- Born: Mohamed Nadir Azizi 1 January 1941 (age 85) Miliana, Algeria
- Citizenship: Algerian
- Occupations: Film director, documentary filmmaker
- Notable work: L'olivier de Boulhilet (1978) Pour que vive l'Algérie! (1972) L'Homme de l'Atlas (1973)

= Mohamed Nadir Azizi =

Algerian film director and documentary filmmaker (born 1941)

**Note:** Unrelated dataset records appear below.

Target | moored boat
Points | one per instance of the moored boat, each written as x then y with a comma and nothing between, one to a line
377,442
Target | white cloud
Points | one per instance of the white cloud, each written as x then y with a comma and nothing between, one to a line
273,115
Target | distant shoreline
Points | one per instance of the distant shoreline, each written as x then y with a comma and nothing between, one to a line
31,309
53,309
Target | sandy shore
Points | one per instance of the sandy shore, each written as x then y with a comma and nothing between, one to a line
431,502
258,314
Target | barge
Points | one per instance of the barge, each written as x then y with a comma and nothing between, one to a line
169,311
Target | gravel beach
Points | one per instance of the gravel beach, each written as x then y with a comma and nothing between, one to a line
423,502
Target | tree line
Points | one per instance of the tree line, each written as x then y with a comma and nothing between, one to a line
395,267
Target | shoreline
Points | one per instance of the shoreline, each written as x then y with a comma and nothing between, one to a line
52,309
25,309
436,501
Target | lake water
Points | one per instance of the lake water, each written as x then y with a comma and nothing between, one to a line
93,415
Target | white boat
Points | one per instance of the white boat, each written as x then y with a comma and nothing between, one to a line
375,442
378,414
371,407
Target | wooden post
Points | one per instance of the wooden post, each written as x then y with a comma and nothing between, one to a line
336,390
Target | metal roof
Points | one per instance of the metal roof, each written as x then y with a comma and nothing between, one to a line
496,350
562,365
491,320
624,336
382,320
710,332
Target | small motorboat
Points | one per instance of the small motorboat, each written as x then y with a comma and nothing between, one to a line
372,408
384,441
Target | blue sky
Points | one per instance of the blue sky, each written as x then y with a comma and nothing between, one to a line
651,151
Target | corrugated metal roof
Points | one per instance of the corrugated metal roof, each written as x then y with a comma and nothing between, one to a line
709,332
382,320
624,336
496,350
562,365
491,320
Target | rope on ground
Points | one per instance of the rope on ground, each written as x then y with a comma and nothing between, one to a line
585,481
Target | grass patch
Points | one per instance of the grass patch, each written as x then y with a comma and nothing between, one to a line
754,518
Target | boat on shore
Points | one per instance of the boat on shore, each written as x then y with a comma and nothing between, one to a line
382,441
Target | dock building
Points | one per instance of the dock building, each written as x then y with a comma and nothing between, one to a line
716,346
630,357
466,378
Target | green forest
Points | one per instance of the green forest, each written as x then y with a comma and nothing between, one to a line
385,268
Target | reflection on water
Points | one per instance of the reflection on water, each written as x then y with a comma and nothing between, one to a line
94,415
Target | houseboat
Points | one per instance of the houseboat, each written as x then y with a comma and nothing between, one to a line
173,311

Mohamed Nadir Azizi (born 1 January 1941 in Miliana, Algeria) is an Algerian film director and documentary filmmaker. He directed documentaries produced by ONCIC in the 1970s, as well as at least one notable feature film, L'Olivier de Boulhilet (1978).

== Themes and style ==
His documentaries from the 1970s show an interest in landscapes (e.g. Atlas), historical processes and symbolic figures (e.g. Hommage à l'Émir Abd El-Kader). His films combine a descriptive documentary approach with social and symbolic concerns in fiction, as shown in L'Olivier de Boulhilet, an allegory about modernisation and the rupture between tradition and progress.

== Filmography ==
- 1972: Pour que vive l'Algérie! (Long Live Algeria!) — collective documentary film (segment produced for ONCIC)
- 1973: L'Homme de l'Atlas (The Man from the Atlas) — documentary
- 1973: Signe évocateur (Evocative Sign) — short documentary
- 1978: L'olivier de Boulhilet — feature film, screenplay by Khaled Benmiloud based on a radio story
- 1984: Hommage à l'Émir Abd el-Kader — documentary/historical film

== Algerian press ==
- El Watan — retrospective article mentioning L'Olivier de Boulhilet and actress Zoulikha Laouadj's participation in the film: In 1978, she was 22 years old when she had her first and only experience in cinema in the film L'olivier de Boulhilet.
- L'Expression, article 'Azzeddine Medjoubi à l'affiche' (5 December 2023) — mention of a free screening of Mohamed Nadir Azizi's film L'Olivier de Boulhilet at the Algerian Cultural Centre in Paris.